The lettuce has won.
A 68-cent head of iceberg lettuce outlasted British Prime Minister Liz Truss’s tenure in the top post after the leader’s economic plan plunged the U.K. into chaos.
British tabloid The Daily Star late last week began a livestream of the lettuce and a picture of Truss on a table, to determine who would wither first: the produce or Truss’s time as prime minister.
Truss announced her resignation on Thursday, and the lettuce claimed victory over the conservative politician, who became the shortest-serving prime minister in U.K. history.
Shortly after Truss’s announcement outside 10 Downing Street, the tabloid added disco lighting and a bottle of La Gioiosa Rosea Brut to the livestream shot, also playing songs like “Celebration.”
“Bye, bye @trussliz, congrats to lettuce,” tweeted Dmitry Medvedev, the deputy chairman of Russia’s Security Council who previously served as the country’s president and prime minister.
Truss made the announcement on Thursday after a brief tenure largely defined by an economic plan that sent markets into turmoil, fueling a revolt that expanded to Truss’s own Conservative Party.
“I recognize, though, given the situation, I cannot deliver the mandate on which I was elected by the Conservative Party,” Truss said on Thursday. “I have therefore spoken to His Majesty the King to notify him that I am resigning as leader of the Conservative Party.”

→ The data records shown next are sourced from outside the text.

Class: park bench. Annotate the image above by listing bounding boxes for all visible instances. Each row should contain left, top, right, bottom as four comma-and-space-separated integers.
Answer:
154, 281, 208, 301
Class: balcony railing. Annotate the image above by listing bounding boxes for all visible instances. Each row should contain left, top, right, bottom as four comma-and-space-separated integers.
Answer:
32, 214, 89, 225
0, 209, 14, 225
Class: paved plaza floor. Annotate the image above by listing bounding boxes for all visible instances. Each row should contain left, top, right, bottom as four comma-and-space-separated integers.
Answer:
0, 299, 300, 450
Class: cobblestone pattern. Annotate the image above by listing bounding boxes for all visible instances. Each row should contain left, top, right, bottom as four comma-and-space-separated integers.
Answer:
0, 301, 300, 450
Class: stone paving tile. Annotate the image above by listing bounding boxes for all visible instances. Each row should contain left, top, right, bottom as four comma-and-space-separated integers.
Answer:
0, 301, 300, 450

Truss said she will remain as prime minister until her successor is chosen.
Truss was appointed by Queen Elizabeth II on Sept. 6, two days before her death, leading to a temporary hold on politics as Britain mourned the loss of its longest-serving monarch.
After the queen’s funeral, Truss’s government announced a sweeping economic plan that cut income taxes and canceled a planned rise in the country’s corporate tax, among other provisions, amid staggeringly high inflation.
However, she did not release plans on how the tax cut would be paid for, spooking investors, sending bond yields soaring and many pension funds toward a crisis. The turmoil led the Bank of England to begin an emergency bond-buying program to stabilize the market.
Facing criticism, Truss reversed major parts of her plan and fired the chancellor of the exchequer, a position with similar responsibilities to the U.S. Treasury secretary.
But members of Truss’s Conservative Party continued to call on their leader to resign.
Truss as recently as Wednesday maintained that she would stay in her role as prime minister, telling her colleagues during a Prime Minister’s Questions session, “I am a fighter and not a quitter.”